I sit on the floor, put my gun down beside me and rest my head on a bean bag that looks like a barrel. Now that the game is over and some of the adrenaline is starting to fade, I realize I’m tired. My arms are sore from carrying the gun. My feet hurt from running around, my legs ache from all the crouching. Add to all that the fact that I only got a few hours of sleep this morning—I tried to sleep longer but I was too excited—and I can safely say I’m exhausted.
Ryker sits beside me. “We can play another game, you know. I promise I’ll let you win this time.”
“No, thanks.” I shake my head. “I don’t think I can move for a while.”
He sinks his head into the bean bag. “Does that mean I’m forgiven, then?”
Is he?
I touch my chin. “Hmm. Let me think.”
Ryker draws a breath. “I really am sorry, you know. I shouldn’t have snapped at you like that and stormed out.”

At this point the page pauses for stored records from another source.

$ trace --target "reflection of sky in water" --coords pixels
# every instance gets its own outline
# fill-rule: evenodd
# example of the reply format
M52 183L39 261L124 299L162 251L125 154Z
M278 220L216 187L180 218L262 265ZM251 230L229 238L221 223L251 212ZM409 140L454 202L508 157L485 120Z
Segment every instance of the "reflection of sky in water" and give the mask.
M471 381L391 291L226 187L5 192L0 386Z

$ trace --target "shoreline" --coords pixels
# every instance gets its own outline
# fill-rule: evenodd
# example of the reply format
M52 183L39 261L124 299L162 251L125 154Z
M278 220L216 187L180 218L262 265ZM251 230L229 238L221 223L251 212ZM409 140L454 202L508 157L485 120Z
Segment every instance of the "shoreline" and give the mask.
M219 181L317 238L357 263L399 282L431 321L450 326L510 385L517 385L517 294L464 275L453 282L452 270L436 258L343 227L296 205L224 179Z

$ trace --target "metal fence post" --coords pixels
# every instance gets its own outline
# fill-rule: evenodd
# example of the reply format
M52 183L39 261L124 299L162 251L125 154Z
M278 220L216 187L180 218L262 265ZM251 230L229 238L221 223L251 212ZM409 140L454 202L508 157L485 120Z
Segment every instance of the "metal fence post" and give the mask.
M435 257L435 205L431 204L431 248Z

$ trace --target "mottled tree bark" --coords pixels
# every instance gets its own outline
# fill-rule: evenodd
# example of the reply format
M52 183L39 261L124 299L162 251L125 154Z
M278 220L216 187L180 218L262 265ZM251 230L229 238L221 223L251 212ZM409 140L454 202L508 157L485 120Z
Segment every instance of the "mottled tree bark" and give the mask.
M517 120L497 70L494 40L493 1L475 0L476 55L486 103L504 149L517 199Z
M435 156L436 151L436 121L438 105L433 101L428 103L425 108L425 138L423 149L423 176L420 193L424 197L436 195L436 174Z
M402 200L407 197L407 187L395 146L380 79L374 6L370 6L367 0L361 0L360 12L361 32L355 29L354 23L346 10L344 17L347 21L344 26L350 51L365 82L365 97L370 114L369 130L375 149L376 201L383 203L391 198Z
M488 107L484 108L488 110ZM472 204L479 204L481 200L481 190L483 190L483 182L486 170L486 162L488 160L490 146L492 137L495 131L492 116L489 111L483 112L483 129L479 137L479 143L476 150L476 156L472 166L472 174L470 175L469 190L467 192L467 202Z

I look at him. “Why did you?”
He touches his forehead and sighs. “I guess I was angry. But not at you. At myself. Listening to you talk about all the places you’ve been, all the experiences you’ve had, and then having you ask me questions about where I am and where I’m going, I just suddenly felt like… like a failure.”
So that’s why he snapped.
“Trust me,” I tell him. “I had no intention of making you feel that way.”
“I know. None of it was your fault. All you did was tell me about the life you lived these past several years, which I asked you to. And believe me, I am so proud of all you’ve accomplished, of what you’ve become. I was in awe of everything you’ve done. I still am. But then I got envious.”
My eyebrows furrow. “Envious?”
“You followed your dreams. You went places. You went on adventures. You… flew. And the whole time you were flying, I’ve been stuck here in Chicago behind a desk.”
“I thought you went to Switzerland,” I tell him. “I saw a picture of you there.”
“Yeah, I’ve traveled,” Ryker says. “But mostly for business. Most of the time, even when I’m in another country, I’m still behind a desk or at a conference table.”